I can definitely understand how difficult the struggle can be, I’m right there with you, but I would urge you not to focus on your feelings, and try to understand why the Church teaches that sex should be saved for marriage, especially in regards to being open to life, and pray for the grace to start over, no matter how many times you fall. You might be seeking justification so you feel better about your situation, but the Church/Bible is pretty clear on morality and I know that for us, having peace in our relationship is so much more important than fleeting pleasure. We pray to make Christ the center of our relationship and I hope that we can enter into our marriage seeking virtue. God’s mercy is never far. 

 

Post # 15
Member
4771 posts
Honey bee
  • Wedding: November 1999

@anonnyymous1:  

I’m just sad that people hyped up sex to me so much, making me feel as if it was the forriben sin.

Welcome to reality, my dear.  See they are all wrong.

I know they’re going to find out before our wedding and I’m afraid.

Ugh?  So confused so you and Fiance are dead set on telling everyone?  Why?  Contrary to popular belief, you don’t look or smell like a rotten fruit if you’ve had sex before marriage, so psst if you don’t tell them they won’t know.

But what concerns me the most is that you say that you’re afraid of your friends’ dissapointment.  I feel bad for you that you would have such judegmental friends. Friends are not there to be dissapointed in you and if they are they are not friends.  You should prob try to make some other friends, preferably outside the church bubble.

Post # 16
Member
360 posts
Helper bee
  • Wedding: March 2012

I can’t speak to the religious part of your concerns, and I’m not totally positive I understood what you mean by feeling disappointed by sex. Is it that it wasn’t as great as everyone said it would be? If I read it correctly I can definitely answer that for you. IT GETS BETTER WITH PRACTICE AND AGE!!!!! Especially since both of you were virgins, you have to find a way to coordinate with one another, it’s a HUGE learning experience-it doesn’t just come naturally at the beginning!!!

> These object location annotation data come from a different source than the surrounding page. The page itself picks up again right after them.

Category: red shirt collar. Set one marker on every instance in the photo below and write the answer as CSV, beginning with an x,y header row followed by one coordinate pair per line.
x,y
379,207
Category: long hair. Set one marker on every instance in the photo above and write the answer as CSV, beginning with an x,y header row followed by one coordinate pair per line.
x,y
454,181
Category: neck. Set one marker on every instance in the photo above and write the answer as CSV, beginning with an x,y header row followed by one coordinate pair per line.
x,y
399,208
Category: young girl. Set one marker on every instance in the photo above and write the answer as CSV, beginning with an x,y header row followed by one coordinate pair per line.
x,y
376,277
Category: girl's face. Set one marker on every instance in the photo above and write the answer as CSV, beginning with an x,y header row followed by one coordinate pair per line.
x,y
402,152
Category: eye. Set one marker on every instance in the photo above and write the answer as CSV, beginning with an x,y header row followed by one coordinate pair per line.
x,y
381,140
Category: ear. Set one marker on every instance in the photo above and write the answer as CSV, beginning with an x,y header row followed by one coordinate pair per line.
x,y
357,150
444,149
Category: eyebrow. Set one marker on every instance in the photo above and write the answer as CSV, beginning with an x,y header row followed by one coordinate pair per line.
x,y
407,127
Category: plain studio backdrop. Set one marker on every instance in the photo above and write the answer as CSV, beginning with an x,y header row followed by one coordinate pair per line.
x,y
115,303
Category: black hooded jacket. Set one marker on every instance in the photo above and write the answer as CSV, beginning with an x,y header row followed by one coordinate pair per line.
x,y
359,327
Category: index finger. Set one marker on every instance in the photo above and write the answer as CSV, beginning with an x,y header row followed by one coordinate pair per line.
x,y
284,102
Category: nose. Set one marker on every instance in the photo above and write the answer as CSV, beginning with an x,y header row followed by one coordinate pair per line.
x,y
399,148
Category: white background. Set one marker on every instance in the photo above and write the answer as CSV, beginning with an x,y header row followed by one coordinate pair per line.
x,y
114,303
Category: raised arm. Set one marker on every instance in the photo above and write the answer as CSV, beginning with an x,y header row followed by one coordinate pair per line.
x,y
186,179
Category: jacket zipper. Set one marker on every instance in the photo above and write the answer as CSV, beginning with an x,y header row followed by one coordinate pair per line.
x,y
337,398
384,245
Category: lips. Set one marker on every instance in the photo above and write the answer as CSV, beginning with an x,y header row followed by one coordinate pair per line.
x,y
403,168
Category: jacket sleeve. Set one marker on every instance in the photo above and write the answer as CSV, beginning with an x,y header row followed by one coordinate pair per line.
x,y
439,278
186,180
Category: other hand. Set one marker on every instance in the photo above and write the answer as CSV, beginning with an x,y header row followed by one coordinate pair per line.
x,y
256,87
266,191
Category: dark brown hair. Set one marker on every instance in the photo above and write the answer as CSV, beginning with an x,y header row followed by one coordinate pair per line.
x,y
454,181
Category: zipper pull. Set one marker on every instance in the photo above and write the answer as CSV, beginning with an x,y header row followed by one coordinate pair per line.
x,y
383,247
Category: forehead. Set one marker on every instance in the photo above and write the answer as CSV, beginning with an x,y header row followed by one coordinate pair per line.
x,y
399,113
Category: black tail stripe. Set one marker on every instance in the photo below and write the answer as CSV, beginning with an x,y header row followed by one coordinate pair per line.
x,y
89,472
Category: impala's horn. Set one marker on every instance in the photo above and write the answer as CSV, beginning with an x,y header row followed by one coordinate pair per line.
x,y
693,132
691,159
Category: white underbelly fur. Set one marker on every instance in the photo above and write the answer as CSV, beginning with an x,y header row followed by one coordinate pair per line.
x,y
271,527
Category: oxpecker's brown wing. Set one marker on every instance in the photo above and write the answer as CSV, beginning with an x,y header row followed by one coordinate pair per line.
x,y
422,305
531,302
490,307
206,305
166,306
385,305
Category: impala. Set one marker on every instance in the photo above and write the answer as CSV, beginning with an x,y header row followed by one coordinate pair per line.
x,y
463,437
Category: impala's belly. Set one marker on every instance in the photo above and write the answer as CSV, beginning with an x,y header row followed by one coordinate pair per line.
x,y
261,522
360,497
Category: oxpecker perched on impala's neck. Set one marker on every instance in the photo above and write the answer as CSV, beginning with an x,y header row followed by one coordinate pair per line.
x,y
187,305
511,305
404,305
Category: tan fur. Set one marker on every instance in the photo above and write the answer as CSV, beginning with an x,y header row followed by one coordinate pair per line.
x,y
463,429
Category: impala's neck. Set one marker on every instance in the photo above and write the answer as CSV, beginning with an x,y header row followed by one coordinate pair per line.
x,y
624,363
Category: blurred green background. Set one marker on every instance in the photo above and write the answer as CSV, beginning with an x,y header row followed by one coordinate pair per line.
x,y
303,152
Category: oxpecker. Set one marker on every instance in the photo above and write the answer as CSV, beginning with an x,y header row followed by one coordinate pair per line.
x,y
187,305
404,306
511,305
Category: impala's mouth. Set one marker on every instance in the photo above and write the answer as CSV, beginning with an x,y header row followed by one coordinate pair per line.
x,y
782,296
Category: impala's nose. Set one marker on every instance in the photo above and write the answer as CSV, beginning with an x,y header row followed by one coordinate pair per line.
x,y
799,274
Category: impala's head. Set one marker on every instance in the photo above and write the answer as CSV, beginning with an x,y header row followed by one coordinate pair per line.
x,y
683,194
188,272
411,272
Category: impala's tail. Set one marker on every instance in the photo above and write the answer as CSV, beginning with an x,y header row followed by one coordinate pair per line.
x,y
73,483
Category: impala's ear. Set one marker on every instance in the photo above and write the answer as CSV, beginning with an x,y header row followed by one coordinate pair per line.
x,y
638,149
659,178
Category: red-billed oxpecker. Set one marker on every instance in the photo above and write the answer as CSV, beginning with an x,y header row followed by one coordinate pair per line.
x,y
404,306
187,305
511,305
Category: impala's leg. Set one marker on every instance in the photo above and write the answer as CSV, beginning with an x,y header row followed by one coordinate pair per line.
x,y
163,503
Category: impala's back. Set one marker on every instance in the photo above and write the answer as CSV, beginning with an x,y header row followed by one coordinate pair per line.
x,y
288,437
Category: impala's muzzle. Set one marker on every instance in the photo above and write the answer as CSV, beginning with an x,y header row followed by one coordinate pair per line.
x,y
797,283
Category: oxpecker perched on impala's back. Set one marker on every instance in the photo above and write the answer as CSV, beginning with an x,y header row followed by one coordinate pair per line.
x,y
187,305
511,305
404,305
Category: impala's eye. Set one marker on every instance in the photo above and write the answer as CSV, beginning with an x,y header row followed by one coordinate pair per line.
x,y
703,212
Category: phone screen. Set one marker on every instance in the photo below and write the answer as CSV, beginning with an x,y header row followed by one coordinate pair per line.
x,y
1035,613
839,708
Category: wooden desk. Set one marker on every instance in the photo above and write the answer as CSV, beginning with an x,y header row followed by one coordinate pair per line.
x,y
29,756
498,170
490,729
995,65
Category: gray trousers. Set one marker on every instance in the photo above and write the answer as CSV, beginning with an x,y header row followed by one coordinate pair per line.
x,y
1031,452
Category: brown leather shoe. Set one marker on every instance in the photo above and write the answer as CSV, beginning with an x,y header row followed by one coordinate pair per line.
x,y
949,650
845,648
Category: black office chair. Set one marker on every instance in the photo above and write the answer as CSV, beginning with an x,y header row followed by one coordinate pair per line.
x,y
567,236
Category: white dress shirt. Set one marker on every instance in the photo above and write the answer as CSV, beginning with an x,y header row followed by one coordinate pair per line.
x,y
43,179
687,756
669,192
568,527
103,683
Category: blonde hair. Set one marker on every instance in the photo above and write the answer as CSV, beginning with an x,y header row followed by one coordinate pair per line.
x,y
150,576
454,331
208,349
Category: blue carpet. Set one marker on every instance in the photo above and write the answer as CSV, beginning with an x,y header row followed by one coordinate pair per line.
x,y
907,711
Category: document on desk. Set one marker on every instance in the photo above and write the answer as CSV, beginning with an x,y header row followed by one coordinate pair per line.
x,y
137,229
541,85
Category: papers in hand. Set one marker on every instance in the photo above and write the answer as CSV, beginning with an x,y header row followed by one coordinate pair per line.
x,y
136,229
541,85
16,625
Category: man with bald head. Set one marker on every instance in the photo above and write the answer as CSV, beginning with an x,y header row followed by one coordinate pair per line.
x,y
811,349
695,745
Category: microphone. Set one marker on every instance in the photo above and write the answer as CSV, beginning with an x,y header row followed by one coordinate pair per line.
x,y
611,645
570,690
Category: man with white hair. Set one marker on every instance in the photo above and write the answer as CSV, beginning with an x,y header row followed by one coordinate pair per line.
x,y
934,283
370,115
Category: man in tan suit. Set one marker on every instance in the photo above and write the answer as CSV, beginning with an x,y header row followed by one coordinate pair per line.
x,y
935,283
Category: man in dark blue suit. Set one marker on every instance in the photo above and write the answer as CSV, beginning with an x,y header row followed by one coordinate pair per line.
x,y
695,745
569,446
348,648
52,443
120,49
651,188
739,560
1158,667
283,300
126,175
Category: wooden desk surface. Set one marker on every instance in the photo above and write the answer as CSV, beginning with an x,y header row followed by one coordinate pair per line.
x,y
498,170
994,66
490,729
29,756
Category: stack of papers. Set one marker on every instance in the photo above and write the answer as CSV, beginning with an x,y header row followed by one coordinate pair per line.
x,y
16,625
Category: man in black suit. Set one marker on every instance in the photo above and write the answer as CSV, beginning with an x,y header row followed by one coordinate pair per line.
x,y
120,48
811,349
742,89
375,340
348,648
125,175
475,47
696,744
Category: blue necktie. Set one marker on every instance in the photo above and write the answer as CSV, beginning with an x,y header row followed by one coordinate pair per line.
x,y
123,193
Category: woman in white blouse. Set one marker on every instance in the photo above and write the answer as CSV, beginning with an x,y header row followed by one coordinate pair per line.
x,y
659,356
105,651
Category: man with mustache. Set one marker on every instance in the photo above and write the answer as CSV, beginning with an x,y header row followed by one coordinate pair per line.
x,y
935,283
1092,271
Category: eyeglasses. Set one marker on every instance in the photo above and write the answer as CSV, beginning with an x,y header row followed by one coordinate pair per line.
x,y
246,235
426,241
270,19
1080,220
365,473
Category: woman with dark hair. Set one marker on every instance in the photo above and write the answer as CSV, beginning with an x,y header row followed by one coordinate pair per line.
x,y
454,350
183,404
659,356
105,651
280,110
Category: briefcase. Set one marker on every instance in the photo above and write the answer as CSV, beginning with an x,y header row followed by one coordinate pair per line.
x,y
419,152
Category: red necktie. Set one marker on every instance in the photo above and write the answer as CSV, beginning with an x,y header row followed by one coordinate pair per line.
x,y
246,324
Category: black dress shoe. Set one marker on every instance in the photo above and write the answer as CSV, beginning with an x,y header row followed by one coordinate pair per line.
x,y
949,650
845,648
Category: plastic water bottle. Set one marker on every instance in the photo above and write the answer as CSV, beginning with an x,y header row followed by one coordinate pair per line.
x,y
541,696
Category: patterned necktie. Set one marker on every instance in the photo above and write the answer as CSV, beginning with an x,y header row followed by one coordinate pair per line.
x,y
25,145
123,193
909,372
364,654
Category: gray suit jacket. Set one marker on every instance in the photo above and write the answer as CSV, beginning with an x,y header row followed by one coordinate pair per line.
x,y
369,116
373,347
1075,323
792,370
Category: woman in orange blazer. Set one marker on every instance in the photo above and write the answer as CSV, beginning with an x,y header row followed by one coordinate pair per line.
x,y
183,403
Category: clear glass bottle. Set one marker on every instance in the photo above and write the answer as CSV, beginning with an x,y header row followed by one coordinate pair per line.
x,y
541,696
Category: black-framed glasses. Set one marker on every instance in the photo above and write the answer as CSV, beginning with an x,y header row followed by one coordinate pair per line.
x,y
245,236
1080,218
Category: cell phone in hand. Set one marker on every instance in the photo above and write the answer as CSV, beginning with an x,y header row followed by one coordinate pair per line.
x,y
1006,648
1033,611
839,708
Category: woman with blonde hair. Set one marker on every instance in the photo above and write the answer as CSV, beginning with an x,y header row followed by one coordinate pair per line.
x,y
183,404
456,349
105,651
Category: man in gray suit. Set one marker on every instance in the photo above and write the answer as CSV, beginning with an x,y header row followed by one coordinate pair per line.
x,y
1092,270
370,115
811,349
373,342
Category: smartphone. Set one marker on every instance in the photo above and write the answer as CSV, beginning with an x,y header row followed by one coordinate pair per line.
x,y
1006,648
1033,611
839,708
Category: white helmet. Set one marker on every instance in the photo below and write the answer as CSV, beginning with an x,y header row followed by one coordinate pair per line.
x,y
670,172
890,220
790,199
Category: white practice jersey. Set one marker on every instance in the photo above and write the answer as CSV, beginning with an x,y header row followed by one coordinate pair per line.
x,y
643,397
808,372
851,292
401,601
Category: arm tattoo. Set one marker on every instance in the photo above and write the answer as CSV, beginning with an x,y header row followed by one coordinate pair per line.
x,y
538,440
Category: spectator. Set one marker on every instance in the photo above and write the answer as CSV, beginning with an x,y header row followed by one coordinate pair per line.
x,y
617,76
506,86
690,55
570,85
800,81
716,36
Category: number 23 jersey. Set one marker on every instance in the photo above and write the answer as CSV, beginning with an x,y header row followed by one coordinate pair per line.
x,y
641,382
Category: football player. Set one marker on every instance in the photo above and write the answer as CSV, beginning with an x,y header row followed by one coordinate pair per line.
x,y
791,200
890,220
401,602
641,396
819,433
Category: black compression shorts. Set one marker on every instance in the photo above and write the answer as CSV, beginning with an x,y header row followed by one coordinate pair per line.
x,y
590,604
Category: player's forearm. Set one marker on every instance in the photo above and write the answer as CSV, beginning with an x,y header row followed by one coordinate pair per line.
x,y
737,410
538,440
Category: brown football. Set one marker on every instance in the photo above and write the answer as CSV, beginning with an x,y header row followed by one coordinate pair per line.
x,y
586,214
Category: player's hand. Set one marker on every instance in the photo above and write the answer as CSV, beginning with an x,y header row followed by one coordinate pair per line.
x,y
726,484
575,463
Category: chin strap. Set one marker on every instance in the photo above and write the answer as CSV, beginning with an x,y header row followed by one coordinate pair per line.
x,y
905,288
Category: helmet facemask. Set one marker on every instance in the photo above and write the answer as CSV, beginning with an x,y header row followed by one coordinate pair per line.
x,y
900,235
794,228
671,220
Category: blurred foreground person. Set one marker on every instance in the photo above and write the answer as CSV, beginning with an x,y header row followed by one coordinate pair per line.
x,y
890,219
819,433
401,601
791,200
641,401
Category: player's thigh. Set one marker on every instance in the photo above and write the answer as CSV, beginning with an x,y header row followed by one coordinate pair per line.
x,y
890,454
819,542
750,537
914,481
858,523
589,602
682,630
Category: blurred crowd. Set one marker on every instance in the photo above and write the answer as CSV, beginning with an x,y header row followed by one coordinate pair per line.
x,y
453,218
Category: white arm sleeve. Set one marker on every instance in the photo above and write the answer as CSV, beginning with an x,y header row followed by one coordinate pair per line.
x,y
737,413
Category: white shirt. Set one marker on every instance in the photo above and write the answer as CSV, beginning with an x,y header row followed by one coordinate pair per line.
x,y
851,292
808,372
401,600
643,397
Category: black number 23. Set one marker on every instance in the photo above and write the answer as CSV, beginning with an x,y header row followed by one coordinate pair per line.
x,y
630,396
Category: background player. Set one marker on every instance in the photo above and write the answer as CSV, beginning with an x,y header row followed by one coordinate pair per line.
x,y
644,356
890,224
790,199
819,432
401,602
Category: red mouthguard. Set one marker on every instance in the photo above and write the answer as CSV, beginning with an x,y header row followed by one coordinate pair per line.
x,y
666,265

Perhaps you should try to wait until the wedding is over to continue down this path. Sex is very difficult to enjoy when stress is involved for whatever reason. Stress, anxiety, fear, etc. kill the sex drive. Also I wouldn’t EVER share details of my sex life with someone who I thought might try to make me feel bad or uncomfortable, so if that’s a concern for you, I wouldnt confide in any of those kinds of people.